Now, what you’re looking at is the jump of each gear. My point being, if we eliminated just a couple of these steps, specifically if we didn’t use the gears I have called 5 and 7 as well as 13 and 15, we have a much smoother curve for each graph. We also have a much simpler shifting pattern by staying in the middle ring as much as possible, as well as the benefit of even greater reduction in drivetrain wear by reducing angles on a couple more of those gears.

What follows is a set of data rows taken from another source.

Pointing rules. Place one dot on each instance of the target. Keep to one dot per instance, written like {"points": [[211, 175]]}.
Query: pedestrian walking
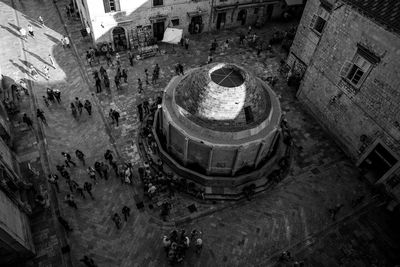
{"points": [[33, 72], [65, 224], [116, 116], [117, 220], [187, 43], [69, 199], [74, 111], [40, 19], [125, 75], [117, 58], [67, 159], [27, 120], [67, 42], [140, 86], [79, 105], [30, 31], [79, 190], [79, 154], [111, 115], [46, 72], [180, 68], [52, 61], [88, 188], [57, 95], [98, 85], [117, 82], [104, 170], [89, 262], [126, 212], [130, 56], [22, 32], [53, 179], [40, 115], [108, 156], [88, 107], [97, 167], [46, 102], [92, 174]]}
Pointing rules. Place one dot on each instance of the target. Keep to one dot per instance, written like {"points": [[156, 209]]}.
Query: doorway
{"points": [[221, 20], [119, 37], [377, 163], [242, 16], [158, 30], [196, 25], [270, 10]]}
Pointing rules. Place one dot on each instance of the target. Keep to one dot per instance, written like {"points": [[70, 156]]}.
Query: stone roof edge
{"points": [[369, 16]]}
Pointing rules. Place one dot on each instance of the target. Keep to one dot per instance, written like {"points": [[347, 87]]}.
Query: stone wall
{"points": [[347, 112]]}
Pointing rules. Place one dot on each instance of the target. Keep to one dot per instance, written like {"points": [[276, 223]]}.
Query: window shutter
{"points": [[345, 69], [313, 20], [117, 5], [106, 6]]}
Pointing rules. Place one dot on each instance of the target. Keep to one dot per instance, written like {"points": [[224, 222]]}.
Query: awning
{"points": [[294, 2], [158, 18], [172, 36], [196, 13]]}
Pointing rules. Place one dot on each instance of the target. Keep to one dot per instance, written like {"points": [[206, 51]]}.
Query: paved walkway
{"points": [[247, 234]]}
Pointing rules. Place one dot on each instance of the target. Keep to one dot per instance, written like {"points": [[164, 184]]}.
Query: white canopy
{"points": [[172, 35]]}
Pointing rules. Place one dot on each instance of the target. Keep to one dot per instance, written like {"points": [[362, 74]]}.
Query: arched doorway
{"points": [[119, 39], [242, 16]]}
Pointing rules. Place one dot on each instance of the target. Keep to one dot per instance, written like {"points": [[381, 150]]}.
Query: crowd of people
{"points": [[176, 244]]}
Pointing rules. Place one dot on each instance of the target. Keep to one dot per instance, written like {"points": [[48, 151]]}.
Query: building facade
{"points": [[348, 53], [121, 22], [16, 242]]}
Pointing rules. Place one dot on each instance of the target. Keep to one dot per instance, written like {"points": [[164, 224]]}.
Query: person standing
{"points": [[140, 86], [68, 159], [52, 178], [88, 188], [117, 220], [117, 82], [46, 71], [116, 116], [130, 56], [69, 199], [22, 32], [79, 154], [125, 75], [74, 111], [40, 19], [126, 212], [40, 115], [187, 43], [57, 95], [98, 85], [88, 107], [79, 105], [30, 31], [27, 120], [52, 61]]}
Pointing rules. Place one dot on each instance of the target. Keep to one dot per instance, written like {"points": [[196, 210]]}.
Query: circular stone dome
{"points": [[222, 97]]}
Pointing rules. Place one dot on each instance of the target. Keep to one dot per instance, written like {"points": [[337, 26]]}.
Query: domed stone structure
{"points": [[219, 127]]}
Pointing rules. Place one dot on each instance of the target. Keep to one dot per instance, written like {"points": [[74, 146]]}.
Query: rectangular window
{"points": [[175, 22], [111, 6], [356, 71], [158, 2], [319, 20]]}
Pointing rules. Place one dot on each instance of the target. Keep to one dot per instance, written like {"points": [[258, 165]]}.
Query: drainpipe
{"points": [[211, 15]]}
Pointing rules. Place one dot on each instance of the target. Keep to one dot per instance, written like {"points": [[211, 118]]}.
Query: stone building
{"points": [[219, 127], [122, 22], [15, 235], [348, 55]]}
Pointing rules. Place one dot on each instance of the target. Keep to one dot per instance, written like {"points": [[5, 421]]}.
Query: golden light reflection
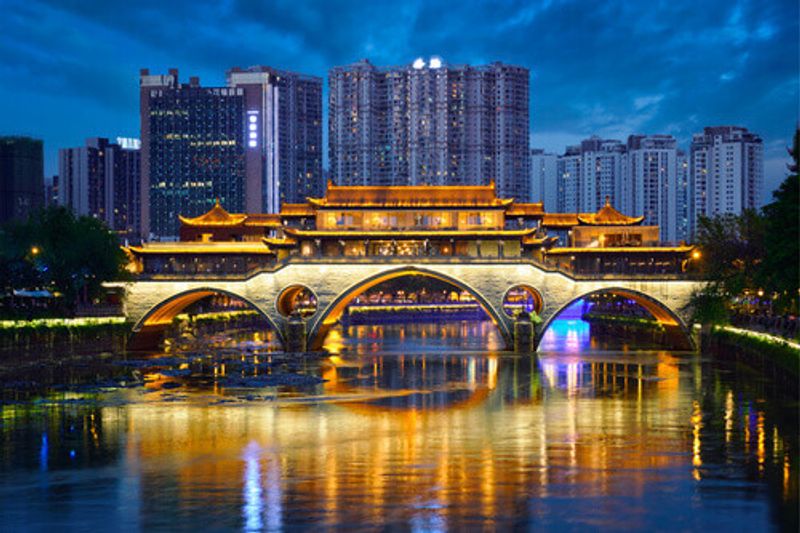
{"points": [[729, 410], [382, 459], [761, 439], [787, 471], [697, 424]]}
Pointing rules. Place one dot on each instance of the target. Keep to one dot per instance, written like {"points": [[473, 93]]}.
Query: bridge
{"points": [[151, 304]]}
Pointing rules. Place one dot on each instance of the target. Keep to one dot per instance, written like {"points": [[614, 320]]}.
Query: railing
{"points": [[417, 260]]}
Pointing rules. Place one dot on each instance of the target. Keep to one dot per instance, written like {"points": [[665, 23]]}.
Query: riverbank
{"points": [[94, 335], [777, 356], [64, 335]]}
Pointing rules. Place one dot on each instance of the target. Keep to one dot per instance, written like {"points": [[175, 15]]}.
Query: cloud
{"points": [[610, 68]]}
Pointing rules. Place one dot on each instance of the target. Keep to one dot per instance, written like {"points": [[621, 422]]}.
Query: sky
{"points": [[69, 68]]}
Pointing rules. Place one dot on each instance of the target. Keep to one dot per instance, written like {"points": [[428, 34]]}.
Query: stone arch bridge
{"points": [[151, 304]]}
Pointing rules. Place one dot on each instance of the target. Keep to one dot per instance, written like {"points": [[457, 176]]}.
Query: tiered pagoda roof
{"points": [[608, 216], [412, 196]]}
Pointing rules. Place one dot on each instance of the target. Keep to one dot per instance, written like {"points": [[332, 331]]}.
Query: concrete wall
{"points": [[335, 281]]}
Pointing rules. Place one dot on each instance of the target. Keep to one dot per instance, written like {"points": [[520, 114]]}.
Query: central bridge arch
{"points": [[329, 316], [675, 327]]}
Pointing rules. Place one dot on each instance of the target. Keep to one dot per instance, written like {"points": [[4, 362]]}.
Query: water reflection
{"points": [[428, 441]]}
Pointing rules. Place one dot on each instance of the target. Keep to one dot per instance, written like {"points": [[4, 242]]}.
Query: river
{"points": [[425, 427]]}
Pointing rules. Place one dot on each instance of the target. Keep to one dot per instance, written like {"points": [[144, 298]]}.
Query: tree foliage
{"points": [[58, 251], [732, 249], [759, 251]]}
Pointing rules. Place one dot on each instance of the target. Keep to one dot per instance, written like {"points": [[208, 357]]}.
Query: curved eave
{"points": [[408, 234], [622, 250], [539, 241], [627, 221], [200, 250], [200, 222], [498, 204], [279, 243]]}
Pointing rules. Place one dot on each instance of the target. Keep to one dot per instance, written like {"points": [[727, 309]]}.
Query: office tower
{"points": [[569, 168], [430, 123], [21, 177], [652, 187], [284, 144], [193, 150], [252, 145], [726, 172], [101, 179], [124, 197], [544, 179]]}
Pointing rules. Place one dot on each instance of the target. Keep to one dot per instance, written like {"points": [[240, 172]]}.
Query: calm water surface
{"points": [[420, 426]]}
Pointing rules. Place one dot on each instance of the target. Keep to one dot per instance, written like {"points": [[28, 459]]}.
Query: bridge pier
{"points": [[524, 334], [296, 334]]}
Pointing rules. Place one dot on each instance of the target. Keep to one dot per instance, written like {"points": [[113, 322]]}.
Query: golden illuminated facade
{"points": [[381, 222]]}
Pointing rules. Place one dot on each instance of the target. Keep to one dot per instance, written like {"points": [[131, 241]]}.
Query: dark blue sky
{"points": [[69, 68]]}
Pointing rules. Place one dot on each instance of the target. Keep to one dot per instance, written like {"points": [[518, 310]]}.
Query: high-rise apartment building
{"points": [[544, 179], [51, 191], [430, 123], [284, 136], [569, 169], [102, 179], [726, 172], [652, 187], [590, 173], [193, 150], [684, 198], [21, 177], [603, 170], [252, 144]]}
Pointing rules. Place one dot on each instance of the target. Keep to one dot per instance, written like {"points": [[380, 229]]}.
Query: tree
{"points": [[55, 250], [732, 250], [781, 266]]}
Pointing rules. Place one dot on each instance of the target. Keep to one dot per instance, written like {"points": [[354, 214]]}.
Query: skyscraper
{"points": [[726, 172], [193, 150], [252, 145], [603, 170], [21, 177], [652, 185], [544, 179], [569, 169], [430, 123], [101, 179], [590, 173], [284, 129]]}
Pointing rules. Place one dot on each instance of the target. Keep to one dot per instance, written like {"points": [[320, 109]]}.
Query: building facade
{"points": [[430, 123], [652, 187], [284, 136], [452, 223], [544, 179], [21, 177], [252, 144], [102, 180], [726, 172], [590, 173]]}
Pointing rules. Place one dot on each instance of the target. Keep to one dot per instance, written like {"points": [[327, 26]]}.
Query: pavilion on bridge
{"points": [[468, 222]]}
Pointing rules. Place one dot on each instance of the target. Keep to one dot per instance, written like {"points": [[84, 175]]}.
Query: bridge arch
{"points": [[659, 310], [161, 315], [330, 315]]}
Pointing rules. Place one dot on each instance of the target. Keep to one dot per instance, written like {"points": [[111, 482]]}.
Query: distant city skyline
{"points": [[674, 70]]}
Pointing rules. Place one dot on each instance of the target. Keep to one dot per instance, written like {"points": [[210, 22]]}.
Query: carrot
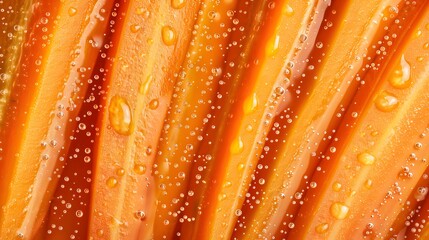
{"points": [[40, 130], [281, 187], [15, 17], [138, 91], [410, 211], [194, 95], [70, 209], [418, 227], [379, 157], [255, 81]]}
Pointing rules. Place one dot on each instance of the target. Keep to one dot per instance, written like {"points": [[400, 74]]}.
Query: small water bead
{"points": [[111, 182], [139, 169], [421, 193], [72, 11], [140, 215], [402, 75], [368, 184], [366, 159], [339, 210], [120, 115], [336, 186], [87, 159], [322, 228], [288, 10], [135, 28], [177, 4], [237, 146], [250, 104], [386, 102], [120, 172], [168, 35], [238, 212], [154, 104], [319, 45], [79, 213]]}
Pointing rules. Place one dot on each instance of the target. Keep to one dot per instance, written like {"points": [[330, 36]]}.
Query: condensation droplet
{"points": [[401, 75], [120, 115], [72, 11], [177, 4], [339, 210], [111, 182], [237, 146], [168, 35], [250, 104], [322, 228], [366, 159], [386, 102]]}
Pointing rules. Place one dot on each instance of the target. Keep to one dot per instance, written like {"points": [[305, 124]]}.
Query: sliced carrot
{"points": [[410, 212], [193, 98], [417, 226], [69, 211], [275, 194], [15, 17], [254, 85], [367, 175], [33, 153], [138, 92]]}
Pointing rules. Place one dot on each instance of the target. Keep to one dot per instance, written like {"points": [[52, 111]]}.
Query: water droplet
{"points": [[168, 35], [368, 184], [366, 159], [238, 212], [120, 115], [177, 4], [111, 182], [140, 215], [79, 213], [336, 186], [237, 146], [139, 169], [386, 102], [250, 104], [144, 87], [401, 75], [339, 210], [322, 228], [288, 10], [273, 46], [120, 172], [72, 11], [154, 104], [135, 28]]}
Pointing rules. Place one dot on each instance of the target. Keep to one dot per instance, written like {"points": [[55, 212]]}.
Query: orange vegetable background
{"points": [[214, 119]]}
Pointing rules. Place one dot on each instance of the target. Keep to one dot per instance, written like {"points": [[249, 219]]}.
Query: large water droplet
{"points": [[401, 75], [339, 210], [168, 35], [250, 104], [366, 159], [386, 102], [120, 115], [177, 4], [237, 146]]}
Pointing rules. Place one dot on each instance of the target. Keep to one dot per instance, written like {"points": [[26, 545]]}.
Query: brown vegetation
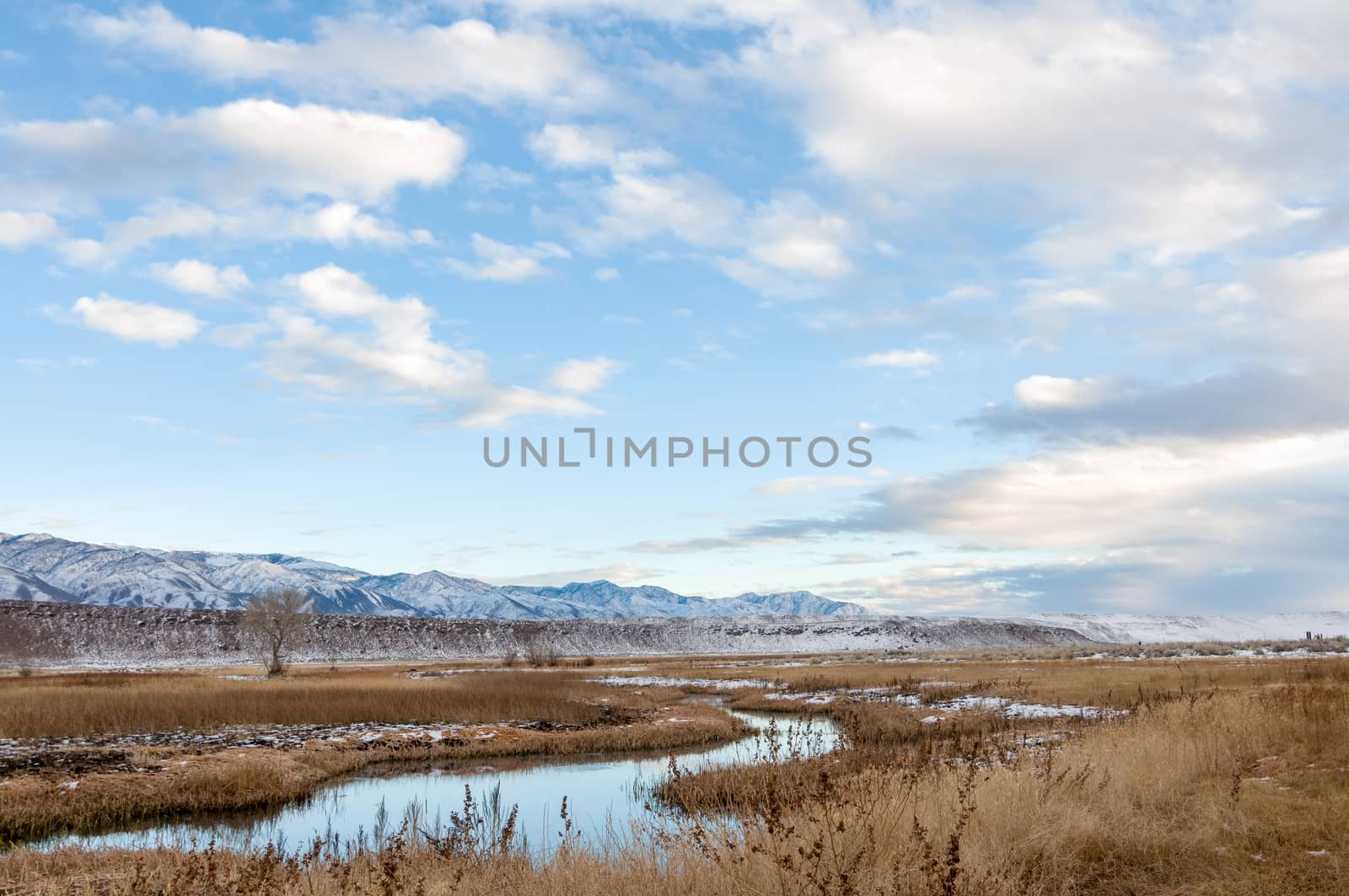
{"points": [[1238, 784]]}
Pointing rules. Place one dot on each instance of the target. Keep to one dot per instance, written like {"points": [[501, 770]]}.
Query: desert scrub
{"points": [[1218, 791]]}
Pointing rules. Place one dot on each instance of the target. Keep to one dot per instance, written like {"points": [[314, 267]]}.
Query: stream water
{"points": [[605, 794]]}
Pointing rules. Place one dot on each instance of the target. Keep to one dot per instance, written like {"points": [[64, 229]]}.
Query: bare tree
{"points": [[273, 620]]}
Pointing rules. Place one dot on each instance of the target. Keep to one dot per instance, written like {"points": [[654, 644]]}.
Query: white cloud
{"points": [[200, 278], [807, 485], [916, 359], [796, 236], [314, 148], [344, 338], [640, 206], [1065, 300], [573, 146], [19, 229], [1061, 393], [337, 223], [242, 148], [586, 375], [343, 223], [370, 54], [508, 263], [1146, 137], [137, 321]]}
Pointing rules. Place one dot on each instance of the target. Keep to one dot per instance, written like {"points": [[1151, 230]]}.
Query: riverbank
{"points": [[145, 763], [1220, 791]]}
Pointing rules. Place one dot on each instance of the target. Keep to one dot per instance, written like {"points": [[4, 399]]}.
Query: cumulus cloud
{"points": [[1147, 525], [508, 263], [807, 485], [370, 54], [584, 375], [19, 229], [246, 146], [200, 278], [137, 321], [337, 223], [915, 359], [888, 431], [1043, 392], [1067, 103], [343, 336], [1244, 402]]}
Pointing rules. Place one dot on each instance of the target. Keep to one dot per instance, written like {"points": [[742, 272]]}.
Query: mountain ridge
{"points": [[40, 567]]}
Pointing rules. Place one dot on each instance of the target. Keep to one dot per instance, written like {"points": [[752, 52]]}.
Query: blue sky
{"points": [[273, 271]]}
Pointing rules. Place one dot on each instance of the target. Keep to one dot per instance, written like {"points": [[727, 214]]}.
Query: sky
{"points": [[1079, 273]]}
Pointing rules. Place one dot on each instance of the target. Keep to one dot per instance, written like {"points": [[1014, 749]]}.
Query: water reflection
{"points": [[604, 795]]}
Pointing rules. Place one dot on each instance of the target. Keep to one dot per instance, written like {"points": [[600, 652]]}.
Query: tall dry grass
{"points": [[1220, 790], [1169, 802]]}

But, what about those overlapped gears? Since there are a few sets that are, or are nearly identical, is there any advantage to one over the other? The simple answer is, no. A mechanical ratio of 2:1 is a mechanical ratio of 2:1. But what about that lever we are pushing on; What effect does that have? Given a constant lever length (crank arm), is there a benefit to 22/11 (2:1) gear set over a 32/16 gear set (also 2:1)? The only way this could be possible (and Im not sure if it is) would be because of the relative position of the 22 tooth chainring vs the 32 tooth chain ring, as they relate to the length of the lever (crank). Obviously, the 32 tooth is a fair distance closer to the end of the lever than the 22 is. So, what do you think?

  • Are these very similar ratios actually fundamentally same?
  • Does one have a mechanical advantage over the other? Can one “feel” the difference?
  • For that matter could mathematically identical ratios have a mechanical difference based on the relationship between the chainring diameter and the crank arm length?
    • For example, a 22/14 gear combination has a ratio of 1.5714:1 and 42.4286 gear inches given a 27″ diameter wheel (26×2.35 mtb tire). But so does a gear combo 44/28. For that matter, 22/11 and 32/16 are the same simple ratio of 2.0:1, with 169.56″ of development. But are these the same in terms of effort output?
      • Do they take the same amount of energy to make go around, or is one “easier” (even in perception) than the other?
      • Does effective chain length play any role?
      • How does crank arm length actually effect the effort to rotate it?

Ultimately, I think I’d like to build a rig to measure this. This could be done through simple  via foot pounds, or inch pounds of torque the effort each ratio requires to move a given amount of weight. But I wonder if this measurement would be sensitive enough.